The UN Human Rights Committee, which monitors how states comply with their obligations under the International Covenant on Civil and Political Rights, begins meeting today to consider Iran. The Iranian authorities’ report to the Committee, the first submitted since 1993, is more than a decade late.
“The Iranian authorities have already shown contempt for the Committee by submitting this report so late,” said Hassiba Hadj Sahraoui, Amnesty International’s Deputy Director for the Middle East and North Africa.
“They must now provide truthful answers to its questions and commit to providing a remedy to the many Iranians and their families who have suffered human rights violations”.
The Committee’s task is to consider how far Iran has upheld key rights enshrined in the Convention, including the right to life, freedom of expression, non- discrimination, and the prohibition of torture and arbitrary detention.
Iran’s report to the Committee and its written answers to the Committee’s initial questions both paint a severely distorted picture of its human rights record and fail to reflect serious and continuing abuses.
The Iranian authorities do implicitly acknowledge ways in which laws discriminate against women and minorities. They also refer to some laws which would offer protection if implemented, but which are widely flouted in practice.
And they make it clear that Iran is continuing to impose the death penalty on juvenile offenders – those convicted of offences when under 18 – despite the fact that this is explicitly prohibited under international law.
In reality, Iran is a serial human rights violator which executes hundreds of people each year, including juvenile offenders.
The Iranian authorities also deny that minorities face any kind of discrimination. They vilify the Baha’i community, and accuse women’s rights activists of “contributing to public disorder”.
“It is shocking that the Iranian authorities are trying to imply that members of the lesbian, gay, bisexual and transgender (LGBT) community do not have rights which are protected under the Covenant,” said Hassiba Hadj Sahraoui.
“It only highlights the degree of the authorities’ blindness and bigotry against those who identify themselves outside the narrow confines of state-imposed gender norms”.
In reality, consensual same-sex relations face draconian punishments including flogging and the death penalty.
Baha’is are frequently arrested or imprisoned on account of their faith, with over 100 currently behind bars. A Christian pastor, Yousef Nadarkhani, is awaiting the outcome of a retrial for “apostasy” for refusing to renounce his religion. If convicted, he could face the death penalty.

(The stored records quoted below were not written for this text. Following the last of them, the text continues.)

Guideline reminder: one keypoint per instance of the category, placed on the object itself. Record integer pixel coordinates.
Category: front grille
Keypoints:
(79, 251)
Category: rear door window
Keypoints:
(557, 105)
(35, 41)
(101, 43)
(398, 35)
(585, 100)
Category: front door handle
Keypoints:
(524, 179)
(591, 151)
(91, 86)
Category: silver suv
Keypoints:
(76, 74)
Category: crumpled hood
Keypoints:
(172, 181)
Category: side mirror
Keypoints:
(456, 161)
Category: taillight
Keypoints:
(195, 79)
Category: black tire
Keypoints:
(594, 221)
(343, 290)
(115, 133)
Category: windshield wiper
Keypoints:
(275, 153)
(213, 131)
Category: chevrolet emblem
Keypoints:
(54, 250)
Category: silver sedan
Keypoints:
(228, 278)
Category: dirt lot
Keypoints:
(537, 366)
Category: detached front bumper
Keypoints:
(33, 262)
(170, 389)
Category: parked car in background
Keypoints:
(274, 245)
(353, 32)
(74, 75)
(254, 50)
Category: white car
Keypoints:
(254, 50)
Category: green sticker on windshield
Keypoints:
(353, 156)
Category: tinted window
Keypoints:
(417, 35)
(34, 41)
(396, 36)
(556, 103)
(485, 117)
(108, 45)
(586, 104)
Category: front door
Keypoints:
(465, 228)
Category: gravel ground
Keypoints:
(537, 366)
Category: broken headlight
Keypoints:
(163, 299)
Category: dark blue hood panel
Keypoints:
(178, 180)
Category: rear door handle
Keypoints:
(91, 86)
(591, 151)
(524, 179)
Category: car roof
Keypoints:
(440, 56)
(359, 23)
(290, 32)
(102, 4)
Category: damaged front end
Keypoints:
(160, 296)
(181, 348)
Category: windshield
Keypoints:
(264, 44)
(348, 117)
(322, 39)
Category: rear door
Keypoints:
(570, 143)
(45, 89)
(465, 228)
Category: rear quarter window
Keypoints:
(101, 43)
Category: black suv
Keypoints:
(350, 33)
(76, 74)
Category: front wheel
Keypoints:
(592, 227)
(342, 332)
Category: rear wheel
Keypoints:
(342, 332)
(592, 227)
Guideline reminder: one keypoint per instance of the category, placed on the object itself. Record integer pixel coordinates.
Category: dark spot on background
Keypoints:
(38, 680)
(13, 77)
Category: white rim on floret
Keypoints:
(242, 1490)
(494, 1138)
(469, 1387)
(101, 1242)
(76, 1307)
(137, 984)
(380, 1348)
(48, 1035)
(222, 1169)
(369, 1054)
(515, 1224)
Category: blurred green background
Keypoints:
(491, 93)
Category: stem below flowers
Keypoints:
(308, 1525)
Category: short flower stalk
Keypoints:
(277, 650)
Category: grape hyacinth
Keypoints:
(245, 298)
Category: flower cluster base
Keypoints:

Iran jails defence lawyers and other human rights defenders and persecutes religious and ethnic minorities, along with anyone who expresses any form of peaceful dissent, after trials which are usually grossly unfair. Torture and other ill-treatment is routine.
“Iran’s appearance before the Human Rights Committee offers a small glimmer of hope to victims and their families. The country’s authorities must begin to listen to them, and implementing the Committee’s recommendations would be an important first step”, said Hassiba Hadj Sahraoui.
“Cooperation with international human rights mechanisms must consist of more than appearing before the Human Rights Committee and rejecting the questions of the Committee’s experts. Allowing all UN Special Rapporteurs – and particularly the new Special Rapporteur on the human rights situation in Iran – into the country to conduct a fact-finding mission would be a welcome sign that the authorities are serious about their international engagement on human rights issues”, she said.
Iran has a patchy record on cooperation with UN human rights mechanisms. When it appeared before the UN Human Rights Commission’s Universal Periodic Review in 2010, it refused to acknowledge the gravity of its human rights situation, despite substantial evidence to the contrary.